Every so often people who are determined to prove a particular point will come up with a new way to demonstrate it. This new methodology can initially seem compelling, but if the conclusion is at odds with other more standard ways of looking at the same question, further investigation can often reveal some hidden dependencies or non-robustness. And so it is with the new graph being cited purporting to show that the models are an “abject” failure.
The figure in question was first revealed in Michaels’ recent testimony to Congress:
The idea is that you calculate the trends in the observations to 2008 starting in 2003, 2002, 2001…. etc, and compare that to the model projections for the same period. Nothing wrong with this in principle. However, while it initially looks like each of the points is bolstering the case that the real world seems to be tracking the lower edge of the model curve, these points are not all independent. For short trends, there is significant impact from the end points, and since each trend ends on the same point (2008), an outlier there can skew all the points significantly. An obvious question then is how does this picture change year by year? or if you use a different data set for the temperatures? or what might it look like in a year’s time?

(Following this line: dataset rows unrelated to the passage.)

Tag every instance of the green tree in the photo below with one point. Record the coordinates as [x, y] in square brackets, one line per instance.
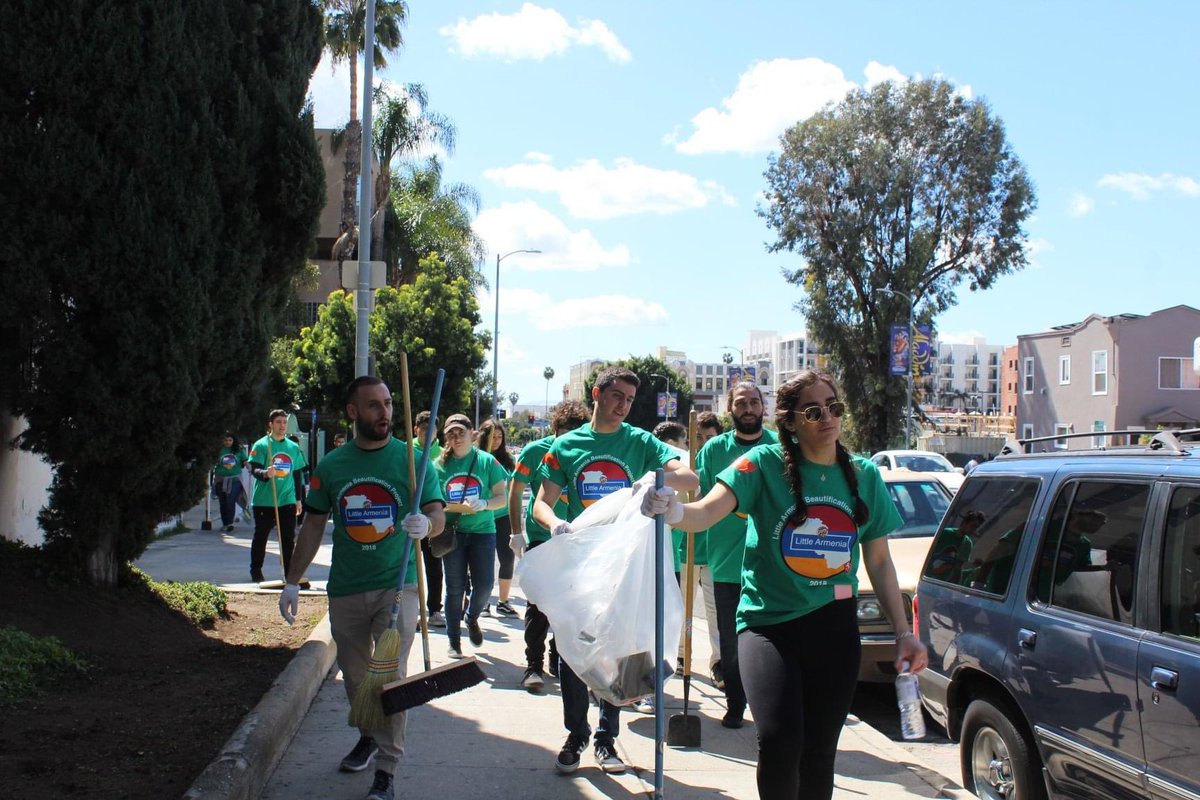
[652, 373]
[431, 319]
[346, 38]
[909, 188]
[159, 236]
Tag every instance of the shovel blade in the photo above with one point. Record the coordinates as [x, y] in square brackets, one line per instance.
[683, 731]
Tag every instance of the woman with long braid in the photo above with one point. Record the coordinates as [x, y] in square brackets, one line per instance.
[814, 511]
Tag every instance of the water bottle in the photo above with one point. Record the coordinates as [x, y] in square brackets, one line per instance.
[912, 722]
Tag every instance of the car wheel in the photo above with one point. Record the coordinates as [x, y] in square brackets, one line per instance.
[999, 763]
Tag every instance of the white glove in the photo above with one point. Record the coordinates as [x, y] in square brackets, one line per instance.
[663, 501]
[417, 525]
[289, 602]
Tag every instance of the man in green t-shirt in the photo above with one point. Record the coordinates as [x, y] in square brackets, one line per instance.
[592, 462]
[527, 534]
[365, 486]
[277, 463]
[726, 540]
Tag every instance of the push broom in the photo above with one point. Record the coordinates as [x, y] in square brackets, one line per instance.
[417, 690]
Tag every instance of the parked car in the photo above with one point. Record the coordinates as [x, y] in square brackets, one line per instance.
[922, 461]
[1061, 606]
[922, 500]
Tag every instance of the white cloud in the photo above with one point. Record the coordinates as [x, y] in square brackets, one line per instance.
[877, 73]
[527, 226]
[1080, 205]
[592, 191]
[533, 32]
[1140, 186]
[769, 97]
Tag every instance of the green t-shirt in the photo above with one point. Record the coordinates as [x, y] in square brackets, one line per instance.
[592, 465]
[459, 486]
[725, 541]
[527, 473]
[229, 462]
[287, 457]
[792, 570]
[367, 494]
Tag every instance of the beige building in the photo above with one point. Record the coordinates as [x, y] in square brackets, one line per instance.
[1128, 372]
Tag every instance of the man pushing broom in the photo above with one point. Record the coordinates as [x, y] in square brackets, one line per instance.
[365, 485]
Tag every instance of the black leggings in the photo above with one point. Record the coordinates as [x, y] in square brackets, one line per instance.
[799, 678]
[503, 548]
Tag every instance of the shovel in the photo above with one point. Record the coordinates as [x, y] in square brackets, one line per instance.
[683, 729]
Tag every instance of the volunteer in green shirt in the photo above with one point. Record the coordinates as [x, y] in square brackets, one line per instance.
[726, 540]
[227, 480]
[472, 479]
[814, 511]
[592, 462]
[365, 486]
[277, 463]
[527, 534]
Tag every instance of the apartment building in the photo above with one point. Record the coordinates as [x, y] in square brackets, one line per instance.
[1109, 373]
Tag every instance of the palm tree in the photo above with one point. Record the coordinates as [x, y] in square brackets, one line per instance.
[426, 218]
[345, 40]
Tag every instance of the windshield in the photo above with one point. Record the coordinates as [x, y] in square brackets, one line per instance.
[921, 504]
[925, 463]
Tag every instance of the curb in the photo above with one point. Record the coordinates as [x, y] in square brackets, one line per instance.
[943, 785]
[246, 761]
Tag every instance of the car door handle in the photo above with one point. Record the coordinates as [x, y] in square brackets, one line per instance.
[1164, 680]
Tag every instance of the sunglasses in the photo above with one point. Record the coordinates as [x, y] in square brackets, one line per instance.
[814, 413]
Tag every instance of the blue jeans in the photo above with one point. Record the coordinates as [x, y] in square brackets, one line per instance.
[477, 553]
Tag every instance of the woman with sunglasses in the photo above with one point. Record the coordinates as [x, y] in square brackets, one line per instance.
[814, 511]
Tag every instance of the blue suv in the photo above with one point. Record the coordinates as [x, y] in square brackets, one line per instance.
[1061, 605]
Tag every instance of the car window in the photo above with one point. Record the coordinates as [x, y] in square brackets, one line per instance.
[1181, 565]
[981, 534]
[1089, 558]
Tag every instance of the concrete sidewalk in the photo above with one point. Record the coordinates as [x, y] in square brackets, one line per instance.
[495, 739]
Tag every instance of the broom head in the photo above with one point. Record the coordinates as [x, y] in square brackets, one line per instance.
[420, 689]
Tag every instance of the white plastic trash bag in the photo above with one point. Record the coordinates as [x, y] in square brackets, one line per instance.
[597, 587]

Fortunately, this is not rocket science, and so the answers can be swiftly revealed.
First off, this is what you would have got if you’d done this last year:
which might explain why it never came up before. I’ve plotted both the envelope of all the model runs I’m using and 2 standard deviations from the mean. Michaels appears to be using a slightly different methodology that involves grouping the runs from a single model together before calculating the 95% bounds. Depending on the details that might or might not be appropriate – for instance, averaging the runs and calculating the trends from the ensemble means would incorrectly reduce the size of the envelope, but weighting the contribution of each run to the mean and variance by the number of model runs might be ok.
Of course, even using the latest data (up to the end of 2008), the impression one gets depends very much on the dataset you are using:
More interesting perhaps is what it will likely look like next year once 2009 has run its course. I made two different assumptions – that this year will be the same as last year (2008), or that it will be the same as 2007. These two assumptions bracket the result you get if you simply assume that 2009 will equal the mean of the previous 10 years. Which of these assumptions is most reasonable remains to be seen, but the first few months of 2009 are running significantly warmer than 2008. Nonetheless, it’s easy to see how sensitive the impression being given is to the last point and the dataset used.
It is thus unlikely this new graph would have seen the light of day had it come up in 2007; and given that next year will likely be warmer than last year, it is not likely to come up again; and since the impression of ‘failure’ relies on you using the HadCRUT3v data, we probably won’t be seeing too many sensitivity studies either.
To summarise, initially compelling pictures whose character depends on a single year’s worth of data and only if you use a very specific dataset are unlikely to be robust or provide much guidance for future projections. Instead, this methodology tells us a) that 2008 was relatively cool compared to recent years and b) short term trends don’t tell you very much about longer term ones. Both things we knew already.